Oh, I’m sorry. But really. Can we not just get over ourselves?
What has actually happened?
The USA has chosen its 45th President (The 20th Republican).
There is some debate over the exact allegiance of some of the Presidents, but one reasonably popular set of numbers is 15 Democrats, 20 Republicans (including the Donald), 4 Whigs, 4 Democratic-Republicans (really), 1 Federalist and 1 George Washington.
I am far from a fan of the winning candidate. I find many of his utterances utterly repulsive. In their intention, their content and frequently their grammar. I am not alone in those feelings.

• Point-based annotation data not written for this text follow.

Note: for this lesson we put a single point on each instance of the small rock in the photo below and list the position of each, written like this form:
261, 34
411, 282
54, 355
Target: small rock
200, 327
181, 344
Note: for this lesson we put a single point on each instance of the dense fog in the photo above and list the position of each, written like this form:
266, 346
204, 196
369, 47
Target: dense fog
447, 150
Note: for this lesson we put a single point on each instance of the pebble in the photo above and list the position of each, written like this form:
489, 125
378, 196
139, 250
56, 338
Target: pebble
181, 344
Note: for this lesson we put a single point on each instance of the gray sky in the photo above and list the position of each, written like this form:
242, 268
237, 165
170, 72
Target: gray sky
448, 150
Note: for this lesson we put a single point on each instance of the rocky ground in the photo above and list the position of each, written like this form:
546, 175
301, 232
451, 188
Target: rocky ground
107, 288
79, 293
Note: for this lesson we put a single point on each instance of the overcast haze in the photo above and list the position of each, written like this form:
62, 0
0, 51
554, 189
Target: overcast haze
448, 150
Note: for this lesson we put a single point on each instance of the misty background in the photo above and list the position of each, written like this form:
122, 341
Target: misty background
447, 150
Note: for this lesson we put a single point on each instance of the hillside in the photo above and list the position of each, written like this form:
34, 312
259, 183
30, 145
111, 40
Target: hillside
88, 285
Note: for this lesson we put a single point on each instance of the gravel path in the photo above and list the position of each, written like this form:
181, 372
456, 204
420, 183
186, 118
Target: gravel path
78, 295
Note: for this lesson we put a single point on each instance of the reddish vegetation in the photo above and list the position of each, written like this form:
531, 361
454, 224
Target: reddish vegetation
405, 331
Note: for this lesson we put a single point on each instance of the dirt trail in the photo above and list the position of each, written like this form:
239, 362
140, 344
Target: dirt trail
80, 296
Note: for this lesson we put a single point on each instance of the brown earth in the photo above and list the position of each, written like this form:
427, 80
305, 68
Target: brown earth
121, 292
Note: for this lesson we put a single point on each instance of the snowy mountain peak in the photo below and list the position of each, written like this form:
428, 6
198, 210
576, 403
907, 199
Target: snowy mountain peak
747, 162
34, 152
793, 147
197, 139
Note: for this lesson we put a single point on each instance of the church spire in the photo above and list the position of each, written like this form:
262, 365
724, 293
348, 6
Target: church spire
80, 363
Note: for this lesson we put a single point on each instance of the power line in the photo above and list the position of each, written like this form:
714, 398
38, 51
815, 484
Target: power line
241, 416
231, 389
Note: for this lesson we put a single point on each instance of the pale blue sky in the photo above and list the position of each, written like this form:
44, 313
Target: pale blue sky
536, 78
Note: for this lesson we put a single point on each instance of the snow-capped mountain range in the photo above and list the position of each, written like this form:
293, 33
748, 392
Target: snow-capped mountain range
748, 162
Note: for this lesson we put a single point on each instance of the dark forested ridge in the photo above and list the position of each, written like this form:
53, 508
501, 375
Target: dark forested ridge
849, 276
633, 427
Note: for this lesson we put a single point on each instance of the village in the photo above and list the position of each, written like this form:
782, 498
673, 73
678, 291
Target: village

Yet 60 million (give or take) Americans voted for him in the election.
Depending on whom you listen to, this is because those voters are stupid or sexist. Racist or angry. Scared or scary. Some will tell you that he only won because the opposition was so poor.
As I write, disappointed citizens are demonstrating against the President-elect. Social media contains images of people likening Mr Trump to Adolf Hitler. The pollsters, the same ones that got the election completely wrong, are telling us that the redneck, misogynist, racist dumb-asses have won the day.
A detached observer might note that hip, liberal, political elite are throwing around unfounded hyperbole and nonsense about all those who voted for hyperbole and nonsense.
Many in the media are drawing parallels with Brexit. Not least the Donald himself. Once can see why. In both campaigns there was a degree of complacency. The British public wouldn’t vote Leave, surely. The Americans wouldn’t elect Donald Trump, obviously.
In both cases, there is a rush to explain how the redneck/mysogynist/racist/sexist/scared/scary dumb-asses have thrown the world to the dogs with scant consideration for themselves or their children. My God, think of the children!
Look, I am prepared to accept that I might be wrong. The UK may be about to plunge into depression and need to beg the Greeks for a bailout. Donald may be the front-man for the four horses of the apocalypse.
Is it too much of a stretch to believe that people voted for what they believed was best, quite probably for a whole range of reasons?
The British people have voted to leave the European Union.
The American people have voted for a Republican candidate in the election.
Those that disagree with those choices have every right to continue to make their case, voice their opinions and even demonstrate. These are rights in a democracy. However, I’m not sure that patronising and insulting those who disagree is a very effective way of winning them over.
This xenophobic cockwomble, for example, would still vote for Brexit.